La plastica che inquina gli oceani rischia di finire sulle nostre tavole non solo attraverso i pesci che la inghiottono, ma anche attraverso il sale. Dalla Cina agli Stati Uniti, passando per l’Europa, diversi studi hanno infatti dimostrato la presenza di microplastiche nel sale marino che viene usato in cucina. L’ultimo in ordine di tempo è stato realizzato dalle università di New York a Fredonia e del Minnesota, che lo hanno mostrato in anteprima al Guardian.
Nell’indagine i ricercatori hanno ricercato la presenza di plastica in sale, birra, e acqua potabile. Hanno analizzato 12 tipi di sale, tra cui 10 tipi di sale marino, arrivando a calcolare che ogni americano ingerisce in media 660 particelle di plastica ogni anno. E la cifra, rilevano, potrebbe essere superiore, poiché i dati delle autorità sanitarie mostrano che la stragrande maggioranza degli statunitensi consuma più sale di quanto raccomandato.
La plastica è “onnipresente, nell’aria, nell’acqua, nei pesci che mangiamo, nella birra che beviamo. E’ ovunque”, ha detto Sherri Mason, a capo della ricerca.
Lo studio statunitense segue a quello pubblicato ad agosto da un team di ricercatori spagnoli e condotto su 21 tipi di sale da cucina, ognuno dei quali risultato contaminato dalla plastica.

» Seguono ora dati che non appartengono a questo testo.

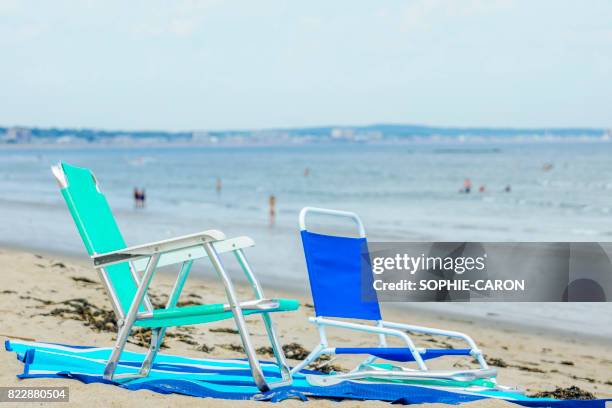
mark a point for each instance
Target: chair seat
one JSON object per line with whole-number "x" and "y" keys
{"x": 197, "y": 314}
{"x": 402, "y": 354}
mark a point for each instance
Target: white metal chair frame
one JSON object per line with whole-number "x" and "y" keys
{"x": 382, "y": 329}
{"x": 144, "y": 261}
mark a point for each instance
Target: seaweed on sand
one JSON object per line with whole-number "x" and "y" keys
{"x": 573, "y": 392}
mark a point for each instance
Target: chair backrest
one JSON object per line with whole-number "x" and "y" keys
{"x": 97, "y": 227}
{"x": 339, "y": 271}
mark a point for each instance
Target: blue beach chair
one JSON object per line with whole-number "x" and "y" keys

Stessi risultati sono stati raggiunti nei mesi scorsi da uno studio realizzato da scienziati inglesi, francesi e malesi, relativo a 17 tipi di sale di otto Paesi del mondo dall’Australia all’Iran, dal Giappone al Portogallo. La situazione non è migliore in Cina, dove già nel 2015 furono trovate microplastiche in 15 marchi di sale venduto nei supermercati.